Research into anxiety, fear and PTSD continues. Acute stress has been shown to raise levels of 2-AG, which determines a reduction in anxiety. This mechanism mediated by the CB1 receptors, is also verified with cannabis. It is postulated that some forms of anxiety might be linked to a depletion of 2-AG. Increasing levels of 2-AG or THC might prevent anxiety-caused 2-AG depletion. However, the action of anandamide and 2-AG in anxiety is not entirely clear; moreover, some of the results are contradictory. Nonetheless, it appears that anandamide might have a beneficial effect on extinguishing traumatic memories, which is precisely what is required in PTSD.
The use of THC in very low doses, associated with extinction therapy, has been recommended. The reason for the low doses is that the therapy needs to be conducted with good levels of awareness.
Research on epilepsy was also presented. There is currently a clear move to try to understand the mechanisms of action, which are still not entirely clear. For example, one study presented at the symposium shows that in Dravet syndrome, CBD antagonises the action of the GPR55 receptor, which would lead to a reestablishment of the balance between GABA and glutamate. For its part, GW Pharmaceutical presented its clinical research programme on epilepsy with CBD.
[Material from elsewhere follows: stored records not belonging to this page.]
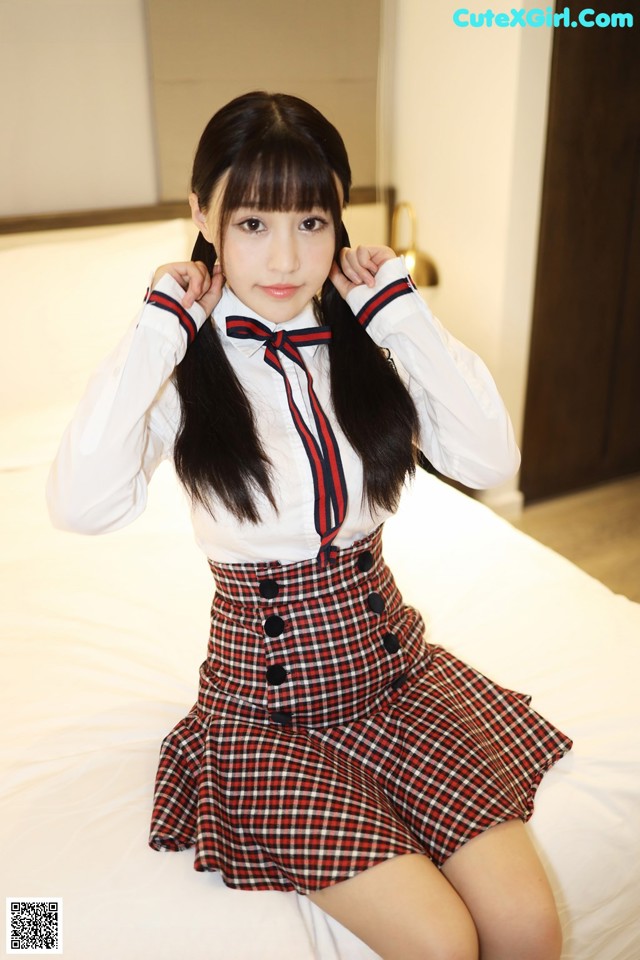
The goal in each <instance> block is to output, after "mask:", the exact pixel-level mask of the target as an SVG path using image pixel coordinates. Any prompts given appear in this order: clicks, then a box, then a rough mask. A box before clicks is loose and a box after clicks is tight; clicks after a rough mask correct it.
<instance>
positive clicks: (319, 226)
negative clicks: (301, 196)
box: [300, 217, 328, 233]
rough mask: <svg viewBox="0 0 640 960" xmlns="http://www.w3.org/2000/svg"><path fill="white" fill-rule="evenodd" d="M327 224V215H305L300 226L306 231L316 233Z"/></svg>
mask: <svg viewBox="0 0 640 960" xmlns="http://www.w3.org/2000/svg"><path fill="white" fill-rule="evenodd" d="M327 225H328V220H326V219H325V217H305V218H304V220H303V221H302V223H301V224H300V227H301V229H302V230H303V231H304V232H305V233H315V232H317V231H318V230H323V229H324V227H326V226H327Z"/></svg>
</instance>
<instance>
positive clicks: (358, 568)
mask: <svg viewBox="0 0 640 960" xmlns="http://www.w3.org/2000/svg"><path fill="white" fill-rule="evenodd" d="M356 563H357V566H358V570H361V571H362V573H366V572H367V570H371V567H372V566H373V554H372V553H371V551H370V550H365V551H364V553H361V554H360V556H359V557H358V559H357V561H356Z"/></svg>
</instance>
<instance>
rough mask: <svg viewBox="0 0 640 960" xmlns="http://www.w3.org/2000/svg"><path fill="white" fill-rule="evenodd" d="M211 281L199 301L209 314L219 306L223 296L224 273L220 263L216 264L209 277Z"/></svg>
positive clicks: (204, 311) (205, 312)
mask: <svg viewBox="0 0 640 960" xmlns="http://www.w3.org/2000/svg"><path fill="white" fill-rule="evenodd" d="M209 280H210V283H209V286H208V288H207V291H206V293H205V295H204V296H203V297H201V299H200V300H199V301H198V303H199V304H200V306H201V307H202V309H203V310H204V312H205V313H206V315H207V316H210V315H211V314H212V313H213V311H214V309H215V307H216V306H217V304H218V302H219V300H220V297H221V296H222V287H223V286H224V280H225V278H224V274H223V273H222V268H221V267H220V264H218V263H217V264H216V265H215V267H214V268H213V273H212V274H211V276H210V277H209Z"/></svg>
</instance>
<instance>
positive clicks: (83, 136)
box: [0, 0, 157, 216]
mask: <svg viewBox="0 0 640 960" xmlns="http://www.w3.org/2000/svg"><path fill="white" fill-rule="evenodd" d="M0 93H1V95H0V130H1V131H2V136H1V138H0V171H1V175H0V216H10V215H12V214H16V215H22V214H29V213H43V212H51V211H59V210H81V209H94V208H95V209H97V208H103V207H119V206H129V205H134V206H135V205H142V204H146V203H155V202H156V200H157V185H156V171H155V161H154V151H153V135H152V122H151V110H150V100H149V84H148V78H147V57H146V51H145V40H144V17H143V3H142V0H0Z"/></svg>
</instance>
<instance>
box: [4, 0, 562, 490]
mask: <svg viewBox="0 0 640 960" xmlns="http://www.w3.org/2000/svg"><path fill="white" fill-rule="evenodd" d="M456 6H457V4H456V3H451V2H449V0H437V2H433V3H431V2H429V3H427V2H425V0H384V5H383V10H382V30H381V36H382V38H383V44H382V53H381V60H380V67H379V98H378V99H379V140H380V145H379V146H380V149H379V151H378V158H377V163H378V172H377V180H378V183H379V184H386V183H389V182H390V183H392V184H394V185H395V186H396V187H397V189H398V199H399V200H410V201H411V202H412V203H413V204H414V206H415V207H416V210H417V213H418V222H419V241H420V246H421V247H422V248H423V249H425V250H426V251H427V252H429V253H430V254H432V256H433V257H434V258H435V260H436V262H437V264H438V266H439V268H440V274H441V284H440V286H439V287H438V288H436V289H433V290H429V291H428V299H429V300H430V302H431V304H432V306H433V308H434V310H435V311H436V312H437V313H438V314H439V315H440V316H441V318H442V319H443V321H444V322H445V323H446V325H447V326H448V327H449V328H450V329H451V330H452V332H453V333H454V334H456V335H457V336H459V337H460V338H461V339H463V340H465V341H466V342H467V343H469V345H470V346H471V347H473V348H474V349H476V350H477V351H478V352H479V353H480V354H481V355H482V356H483V357H484V358H485V360H486V362H487V363H488V364H489V366H490V367H491V369H492V371H493V373H494V375H495V376H496V379H497V381H498V384H499V386H500V389H501V391H502V393H503V396H504V397H505V400H506V402H507V406H508V407H509V410H510V412H511V415H512V418H513V421H514V425H515V427H516V432H517V434H518V436H519V437H520V436H521V431H522V420H523V408H524V391H525V383H526V374H527V359H528V349H529V333H530V316H531V300H532V289H533V277H534V269H535V254H536V238H537V231H538V210H539V205H540V182H541V171H542V158H543V149H544V135H545V126H546V98H547V87H548V70H549V60H550V51H551V40H552V37H551V31H550V30H548V29H547V28H541V29H529V30H526V29H521V28H520V29H514V30H499V29H497V28H496V29H493V30H490V29H480V30H478V29H472V28H467V29H466V30H463V29H461V28H459V27H456V26H454V24H453V22H452V19H451V14H452V11H453V10H454V9H455V7H456ZM296 9H297V10H298V11H299V12H300V6H299V4H297V5H296ZM352 29H355V28H353V27H352ZM312 53H313V51H312ZM0 84H1V90H2V96H1V97H0V129H1V130H2V132H3V136H2V139H1V141H0V169H1V171H2V175H1V176H0V216H2V215H11V214H27V213H30V212H34V213H35V212H42V211H56V210H65V209H66V210H73V209H83V208H85V209H86V208H96V207H108V206H126V205H129V204H131V205H139V204H144V203H154V202H155V201H156V200H157V199H158V195H159V191H158V186H157V178H156V168H155V162H154V159H153V130H152V121H151V109H150V102H149V82H148V74H147V51H146V46H145V37H144V13H143V0H0ZM348 126H349V125H348V123H347V127H348ZM345 133H348V130H346V131H345ZM492 502H493V503H494V504H498V505H502V506H505V507H506V509H509V507H510V506H517V503H518V495H517V484H516V482H515V481H514V483H512V484H509V485H507V486H506V487H505V488H504V489H503V490H499V491H497V492H494V493H493V494H492Z"/></svg>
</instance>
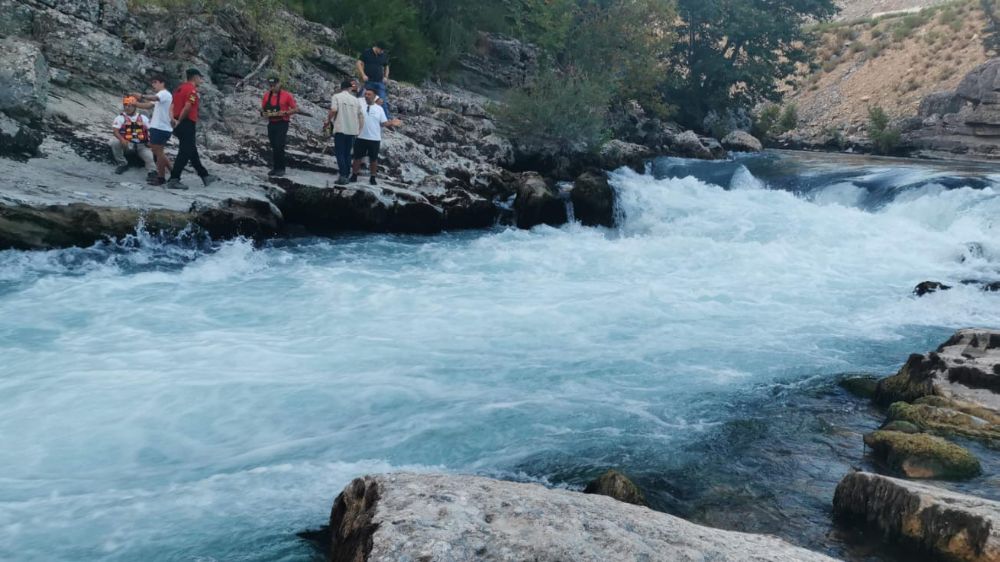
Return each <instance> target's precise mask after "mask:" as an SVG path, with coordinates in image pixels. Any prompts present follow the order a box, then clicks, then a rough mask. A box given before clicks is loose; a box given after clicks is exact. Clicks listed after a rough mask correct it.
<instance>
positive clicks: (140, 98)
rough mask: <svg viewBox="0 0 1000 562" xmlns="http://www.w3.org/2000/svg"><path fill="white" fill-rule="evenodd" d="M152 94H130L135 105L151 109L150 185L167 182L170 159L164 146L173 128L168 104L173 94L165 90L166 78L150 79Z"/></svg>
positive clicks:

The final sessions at the event presented the results of human studies. Mark Ware brought us the interim results of a study of pharmacovigilance being carried out by the province of Quebec, the Quebec Cannabis Registry, whose first stage was presented at the ICRS Symposium 2016. The study now has 39 physician-collaborators providing data and recruiting patients, of whom there are nearly twelve hundred enrolled to date, aged between 18 and 96, with an average age of 49.1 years. 72% of cases are in treatment with cannabis for pain due to different causes. Observations included a tendency to lower the opiate dose and a reduction in the severity of pain.
A group of researchers from Johns Hopkins and Columbia universities, the Research Triangle Institute and the US Substance Abuse and Mental Health Services Administration, presented a pharmacodynamic study comparing oral, smoked and vapourised cannabis administration. Although the oral route was shown to have a slower onset, the duration of sustained plasma levels is greater than with the other two. Contrary to conventional wisdom, the authors showed that at equal doses the maximum peak of the oral and smoked route were comparable. The most efficient route proved to be vapourising.
The same group also presented a pharmacokinetic study basically reaching the same conclusion. They found a correlation between plasma levels and effects in the different routes, as well as with psychomotor effects, attention and memory, albeit the correlation was lower in the case of the latter than with routes and effects. They report that plasma levels are better predictors of acute effects than levels in saliva.
A group from the University of Colorado presented a study comparing acute response to different varieties of cannabis, concluding that the data strongly suggests that varieties with greater CBD content could mitigate some of the harmful effects of cannabis. They stressed the need to continue and further improve the design of this type of study to provide data for the design of public policy.
And of course there was much, much more. In this short space I have only managed to touch on just a few examples of the lines of work discussed. The next symposium will be held in Leiden, in the Netherlands. If the current rate of growth in research is maintained —and there is every sign that it will increase even further— it will be tough job to write up next year’s report!